C'est grâce à une référence de Bruno Léandri que j'ai entendu parler de ce livre sorti en 1960.

Ishi fut le dernier indien "sauvage" d'Amérique de l'Ouest à être retrouvé vivant en 1911 par les blancs. La colonisation et la ruée vers l'or ayant réduit comme peau de chagrin les espaces de vies des dernières tribus amérindiennes, il n'en est finalement resté plus qu'un qui, paniqué a fini par rencontrer la vague terrible de la modernité. Des anthropologues sont arrivés à la rescousse du rescapé après qu'on l'ai découvert caché dans un abattoir puis mis à l'abris des curieux en prison.
Avec attention et respect, Kroeber et Waterman ont tenté de retracer la tragique histoire de son peuple les Yana et sa sous-tribu Yahi.

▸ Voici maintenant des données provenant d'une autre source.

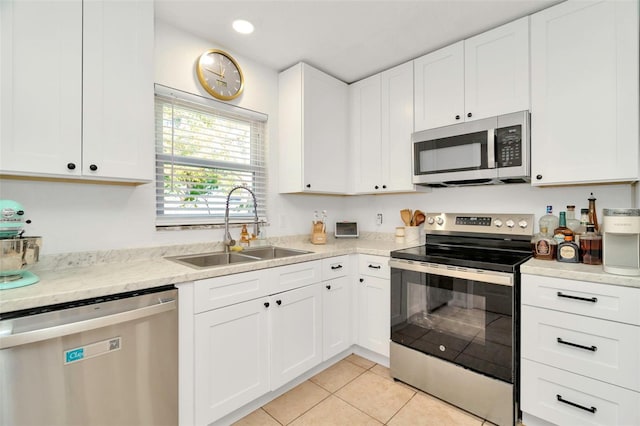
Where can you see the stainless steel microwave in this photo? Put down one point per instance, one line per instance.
(481, 152)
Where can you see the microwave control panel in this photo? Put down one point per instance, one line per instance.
(509, 146)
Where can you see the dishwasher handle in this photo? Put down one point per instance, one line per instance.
(86, 325)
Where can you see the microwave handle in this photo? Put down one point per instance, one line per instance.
(491, 148)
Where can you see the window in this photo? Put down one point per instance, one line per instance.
(205, 148)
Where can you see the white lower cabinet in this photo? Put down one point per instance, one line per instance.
(296, 333)
(336, 306)
(231, 358)
(373, 304)
(580, 361)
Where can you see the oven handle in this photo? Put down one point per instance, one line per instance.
(493, 277)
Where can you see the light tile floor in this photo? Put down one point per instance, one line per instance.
(356, 391)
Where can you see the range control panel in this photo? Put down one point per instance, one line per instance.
(481, 223)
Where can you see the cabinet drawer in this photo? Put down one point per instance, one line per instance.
(603, 350)
(564, 398)
(293, 276)
(213, 293)
(616, 303)
(335, 267)
(374, 266)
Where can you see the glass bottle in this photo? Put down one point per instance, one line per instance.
(568, 251)
(543, 246)
(549, 220)
(591, 247)
(593, 217)
(584, 220)
(572, 222)
(562, 231)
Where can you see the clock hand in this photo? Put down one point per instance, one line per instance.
(216, 73)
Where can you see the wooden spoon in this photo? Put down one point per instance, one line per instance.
(405, 214)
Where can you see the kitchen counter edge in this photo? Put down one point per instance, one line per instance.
(85, 282)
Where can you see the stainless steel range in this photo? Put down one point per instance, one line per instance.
(454, 311)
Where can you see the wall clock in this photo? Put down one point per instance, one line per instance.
(220, 75)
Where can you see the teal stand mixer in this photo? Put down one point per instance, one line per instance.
(17, 252)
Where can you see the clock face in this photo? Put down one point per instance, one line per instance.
(220, 75)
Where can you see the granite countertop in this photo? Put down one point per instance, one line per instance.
(77, 276)
(577, 271)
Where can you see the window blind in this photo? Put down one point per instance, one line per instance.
(204, 149)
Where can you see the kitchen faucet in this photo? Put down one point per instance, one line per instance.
(228, 240)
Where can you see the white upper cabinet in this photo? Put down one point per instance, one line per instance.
(584, 84)
(40, 87)
(381, 123)
(77, 90)
(480, 77)
(312, 129)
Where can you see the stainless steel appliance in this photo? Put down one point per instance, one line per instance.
(454, 311)
(487, 151)
(106, 361)
(621, 241)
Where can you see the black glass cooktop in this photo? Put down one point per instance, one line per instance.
(493, 255)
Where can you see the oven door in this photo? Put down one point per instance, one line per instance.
(460, 315)
(462, 152)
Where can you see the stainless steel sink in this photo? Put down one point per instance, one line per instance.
(211, 260)
(273, 252)
(217, 259)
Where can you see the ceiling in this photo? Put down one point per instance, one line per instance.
(349, 39)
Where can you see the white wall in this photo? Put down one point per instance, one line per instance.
(75, 217)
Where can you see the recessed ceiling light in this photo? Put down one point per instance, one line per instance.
(242, 26)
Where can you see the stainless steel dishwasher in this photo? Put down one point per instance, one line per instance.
(105, 361)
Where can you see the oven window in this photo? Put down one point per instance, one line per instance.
(463, 321)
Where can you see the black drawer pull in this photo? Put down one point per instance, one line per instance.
(575, 345)
(573, 404)
(584, 299)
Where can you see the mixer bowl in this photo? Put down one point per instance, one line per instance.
(18, 254)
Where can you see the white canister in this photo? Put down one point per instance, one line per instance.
(413, 235)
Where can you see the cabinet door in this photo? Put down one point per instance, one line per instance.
(40, 87)
(336, 324)
(374, 314)
(497, 71)
(118, 129)
(397, 126)
(325, 132)
(296, 333)
(365, 137)
(439, 87)
(231, 358)
(584, 93)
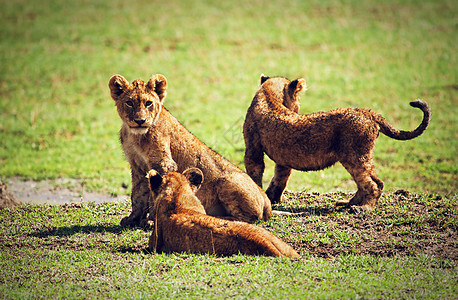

Dans la première partie on prend un peu de recul pour tenter de comprendra la situation géographique et géologique de la Californie ainsi que les différentes peuplades qui la composait avant l'arrivée des conquistadors. Différentes langues et dialectes y étaient pratiqués et la vie faite de chasse, pêche et cueillette suivait son cours multimillénaire en entretenant une certaine diversité entre les ethnies qui cohabitaient plus ou moins en paix. Tableau peut-être trop idyllique d'une existence pouvant être rude d'un point de vue occidental et ponctuée de conflits.
Mais les choses ont commencé à se corser pour les autochtones lorsque les différentes phases coloniales ont intensifié la pression des appropriations territoriales.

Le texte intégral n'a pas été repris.